The first of its kind in the nation, Introduction 2311 will establish a more equitable relationship between those that supply the delivery platforms with information and those that supply the delivered product, while allowing customers to have a choice. Under this bill, customers can request for third-party delivery services to not share their information with restaurants and the third-party delivery services must make it clear to customers that they can opt-out of information sharing at any time. Additionally, the third-party services must clearly state to customers that their information may be shared with a food establishment and disclose which restaurant is receiving the information. Restaurants may opt-in as well, and are prohibited from selling or disclosing the customer’s information.

“The relationship restaurants share with their customers is key to their success, and as we emerge from the pandemic, it is critical for their survival,” said Andrew Rigie, Executive Director, NYC Hospitality Alliance. “Unfortunately, for too long third-party delivery companies have withheld restaurants’ own customer data from them, to ensure they couldn’t directly manage their customer relationships in order to extract high fees from small businesses and to keep them hostage on their delivery platforms. Bravo to Councilmember Keith Powers for sponsoring this legislation that will require third-party delivery companies to provide restaurants with their own customer information, which will create a more fair and equitable marketplace that empowers local restaurants and their customers. We urge the City Council to pass this legislation immediately and for the Mayor to enact it promptly.” 
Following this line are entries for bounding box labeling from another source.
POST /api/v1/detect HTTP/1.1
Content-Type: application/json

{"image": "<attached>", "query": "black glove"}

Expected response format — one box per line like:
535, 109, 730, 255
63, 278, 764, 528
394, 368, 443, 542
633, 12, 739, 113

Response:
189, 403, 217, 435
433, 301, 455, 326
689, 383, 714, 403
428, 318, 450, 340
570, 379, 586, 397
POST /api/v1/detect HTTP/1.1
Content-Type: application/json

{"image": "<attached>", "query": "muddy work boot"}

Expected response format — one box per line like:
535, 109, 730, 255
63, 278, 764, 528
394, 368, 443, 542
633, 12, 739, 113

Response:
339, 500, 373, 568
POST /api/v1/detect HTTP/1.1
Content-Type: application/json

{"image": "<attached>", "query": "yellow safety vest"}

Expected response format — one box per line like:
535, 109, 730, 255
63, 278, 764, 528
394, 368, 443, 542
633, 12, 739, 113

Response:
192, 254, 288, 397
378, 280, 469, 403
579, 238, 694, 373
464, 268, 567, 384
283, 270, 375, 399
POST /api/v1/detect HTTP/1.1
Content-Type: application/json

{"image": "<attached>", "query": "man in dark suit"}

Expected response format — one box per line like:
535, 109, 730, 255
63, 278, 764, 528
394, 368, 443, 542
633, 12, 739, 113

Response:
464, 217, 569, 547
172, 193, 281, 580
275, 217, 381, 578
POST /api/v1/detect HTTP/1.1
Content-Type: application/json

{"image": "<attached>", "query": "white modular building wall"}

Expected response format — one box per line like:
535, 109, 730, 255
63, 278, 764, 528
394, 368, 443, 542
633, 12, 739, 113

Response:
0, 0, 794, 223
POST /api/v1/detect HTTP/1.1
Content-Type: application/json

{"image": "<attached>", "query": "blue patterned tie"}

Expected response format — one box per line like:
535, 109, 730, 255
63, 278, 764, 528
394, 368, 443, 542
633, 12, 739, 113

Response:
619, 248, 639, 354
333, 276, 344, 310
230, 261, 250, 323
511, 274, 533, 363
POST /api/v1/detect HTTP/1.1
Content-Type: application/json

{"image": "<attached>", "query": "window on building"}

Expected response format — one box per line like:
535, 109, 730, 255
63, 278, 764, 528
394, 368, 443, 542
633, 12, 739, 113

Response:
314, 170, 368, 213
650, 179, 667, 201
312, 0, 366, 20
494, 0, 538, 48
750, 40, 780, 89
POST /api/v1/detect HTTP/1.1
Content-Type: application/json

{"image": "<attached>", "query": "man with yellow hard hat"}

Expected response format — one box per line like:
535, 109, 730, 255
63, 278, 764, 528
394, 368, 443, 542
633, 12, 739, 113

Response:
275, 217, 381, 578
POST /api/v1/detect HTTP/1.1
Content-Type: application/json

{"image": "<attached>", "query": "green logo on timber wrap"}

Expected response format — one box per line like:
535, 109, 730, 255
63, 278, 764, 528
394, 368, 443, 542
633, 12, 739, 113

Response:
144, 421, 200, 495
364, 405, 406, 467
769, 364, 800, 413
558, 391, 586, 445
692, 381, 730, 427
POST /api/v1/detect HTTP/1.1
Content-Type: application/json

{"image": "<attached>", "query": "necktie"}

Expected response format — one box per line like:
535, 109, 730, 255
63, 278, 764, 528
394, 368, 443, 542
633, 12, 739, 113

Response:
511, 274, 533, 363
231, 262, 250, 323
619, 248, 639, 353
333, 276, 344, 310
“This is one of the most important pro small business/consumer pieces of legislation in a very long time,” said Robert Bookman, Esq. Counsel to the NYC Hospitality Alliance and member of the Nightlife Advisory Board. “It will go a long way to allowing neighborhood restaurants to communicate directly with their own customers, cutting out the billion dollar middleman.”

“Many restaurants are at a disadvantage because of artificial barriers put in place between them and their customers. We want to thank our sponsor, Council Member Keith Powers, and Speaker Corey Johnson for standing up for restaurants and passing a bill that says these barriers are not acceptable,” said Jeffrey Garcia, President of the NYS Latino Restaurant Bar & Lounge Association. “Our members will now be able to go deeper in their communities and reach further outside of their neighborhoods in a way they couldn’t before.”

“The NYJRA and its members suffered during the pandemic as did so many in the hospitality industry and many of the struggles for recovery continue to this day,” said Bon Yagi, President, New York Japanese Restaurant Association. “The proposed legislation would significantly help correct and regulate the inequitable economic structure and relationships between restaurants and these multi-billion dollar corporations operating delivery platforms. The NYJRA urges passage of Councilmember Powers’ legislation to allow the Japanese restaurant community to have access to their own customer’s information that delivery companies withhold to help them recover in our great City.” 

“Council Member Keith Powers’ legislation is essential,” said Jonathan Forgash, Executive Director, Queens Together Restaurant Association. “It gives restaurants access to their own customer data, withheld from 3rd party food delivery companies, allowing them to maintain and build relationships directly with their customers. Queens Together supports this legislation becoming law in New York City.” 

“Operating a restaurant successfully depends on knowing detailed information on what, when and why a menu item is or isn’t selling,” said Andrew Ding, Owner, The Expat. “It is also fundamentally vital to our business that we are able to communicate directly with our audience. Operating without such data would make it impossible to achieve optimal efficiency and growth, and never has efficiency been more important than now. Thank you to Councilmember Keith Powers for sponsoring this very important legislation.”